Only a couple of films per year, however, are actually filmed with IMAX cameras and technology that will ensure the image fills the entire screen. (This year, only Transformers: Age of Extinction and Interstellar used IMAX cameras extensively.) For the best quality presentation, the engineers and creators at IMAX work with the filmmakers to alter and enhance the image and sound so that it fits the format. Due to the intricate planning and expenses, only a handful of features have ever been filmed with the equipment.
IMAX cameras offer moviegoers up to 40 per cent more of the image than a regular theatre screen does. Films shown on IMAX screens but not shot with the format can offer moviegoers around 20 per cent more than standard cinemas.
Films shot with IMAX cameras and equipment, meanwhile, are usually mobbed on their opening weekends and beyond. That is not just because moviegoers are aching to see the large-screen format accompanying blockbuster movies, but because the films are guaranteed hits. Many films that have used IMAX equipment have grossed $100 million in North America or more in their first three days. In 2012, Paramount even released Mission: Impossible – Ghost Protocol in IMAX five days before its wide release. The film earned $17 million in North America from this format in only 425 auditoriums during that span.
However, as the brand has grown during the 21st century, there are fewer large-screen venues available to show these films. There has also been a backlash against exhibitors that claim to show “The IMAX Experience,” but do so in retrofitted auditoriums.
Just ask actor and comedian Aziz Ansari. In May of 2009, he blogged about his disappointment after he paid to see Star Trek at an AMC IMAX theatre. He vented that the screen was hardly bigger than a regular multiplex one, and asked his fans to boycott AMC.
“Some people at Regal and AMC both wanted to call these screens IMAX Digital so as to differentiate it somehow from the giant IMAX screens people are used to associating with the name IMAX,” Ansari wrote in his blog post. “Apparently IMAX doesn’t see anything wrong with duping customers like this and insisted on simply keeping it as IMAX.”
These multiplex cinemas that show IMAX films only modify the screen and sound slightly, and the angle for seating that is standard in traditional IMAX theatres is not there. The field-of-view, sound and image quality at the IMAX auditorium at the Empress Walk cinemas in North York is not the same as the one at the Scotiabank Theatre in downtown Toronto. These regular multiplex screens with the IMAX name are an estimated to be 30 to 40 per cent smaller than a traditional format screen.

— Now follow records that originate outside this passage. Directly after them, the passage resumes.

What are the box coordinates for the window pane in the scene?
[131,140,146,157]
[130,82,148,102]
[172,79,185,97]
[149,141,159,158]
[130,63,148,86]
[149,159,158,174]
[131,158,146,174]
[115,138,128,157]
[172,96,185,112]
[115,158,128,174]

Meanwhile, in many auditoriums that use both regular 35mm scenes and those shot on IMAX cameras, the differences between the formats is virtually invisible. With 4K projectors now commonplace at many movie houses, IMAX resolution systems are not as defining as they once were.
Although Ansari’s blog got a lot of press, including an enraged anti-IMAX response from critic Roger Ebert, the backlash has mostly been forgotten. In the wake of Avatar’s massive success later that year and into 2010, the IMAX brand has been quite potent since. Currently, there are more than 800 IMAX theatres around the world, in 60 countries. In China and Russia, the large-screen format is seeing the biggest gains.
However, it seems that the only place that IMAX is not expanding to meet its audience is the country where the format was invented.
Fewer Canadian documentaries get to use the technology. Meanwhile, even with around 20 IMAX auditoriums under the Cineplex Entertainment banner, the exhibitor is more interested in growing its UltraAVX format, according to Mike Langdon, director of communications for Cineplex Entertainment.
It is becoming more difficult to differentiate a retrofitted multiplex playing an IMAX film with an UltraAVX auditorium. UltraAVX provides a screen 60 feet wide, 4K high-definition projection that is 3D enabled, Dolby ATMOS sound and reserved seating. Cineplex has not announced any expansions with IMAX in the future.